At a series of special preview opportunities this week in Boston and New York City, travel agents, members of Holland America's past-passenger organization, and journalists got a peek at the just-completed Noordam, which officially launches today.
What's significant about the 85,000-ton, 1,848-passenger ship is not so much that it's the fourth (of four) in the line's Vista-class series of vessels. It's that in this, the final evolution of the Vista concept -- the most contemporary of all Holland America ships -- it's got some funky new features of its own.
Noordam was still in construction stages when Holland America began refurbishing its older ships under the Signatures of Excellence initiative, so new additions like the Exploration Cafe/New York Times partnership, upgraded stateroom amenities, and menu and service enhancements were all incorporated into the ship's design.

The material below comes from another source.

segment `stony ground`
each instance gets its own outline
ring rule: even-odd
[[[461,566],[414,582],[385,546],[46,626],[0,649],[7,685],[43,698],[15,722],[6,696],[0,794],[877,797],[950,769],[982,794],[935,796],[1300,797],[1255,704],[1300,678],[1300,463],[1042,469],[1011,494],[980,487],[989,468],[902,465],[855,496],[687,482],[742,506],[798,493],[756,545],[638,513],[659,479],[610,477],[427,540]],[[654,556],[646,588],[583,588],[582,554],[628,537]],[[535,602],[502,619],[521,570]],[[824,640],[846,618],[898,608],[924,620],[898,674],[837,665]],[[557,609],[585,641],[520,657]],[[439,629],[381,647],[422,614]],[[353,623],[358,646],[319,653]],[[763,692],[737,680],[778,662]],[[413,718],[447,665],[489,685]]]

It also has an all-new feature; the Pinnacle Grill, the American Northwest-themed alternative restaurant, has got a stand-alone bar of its own.
Passengers wanting to tour the ship's fantastic art collection (absolutely do not miss Stephen Card's gorgeous oils highlighting cruise ships of yore) can borrow preloaded I-Pod Nanos and embark on a narrated self-guided art tour (alas, you have to give the I-Pods back).
Noordam, says Holland America president Stein Kruse, "is evolutionary, not revolutionary. However, we do try to stay on the cutting edge."
Also noted, at a press conference onboard on Tuesday, were the cruise line's efforts to upgrade features and facilities for disabled travelers. Indeed, hearing-impaired ship godmother Marlee Matlin, who was present, chimed in with praise for a telecom device in her cabin that offered a flashing light for a doorbell, and closed and open captioning on the television set. "I felt extremely comfortable being in my cabin alone," she said via sign language.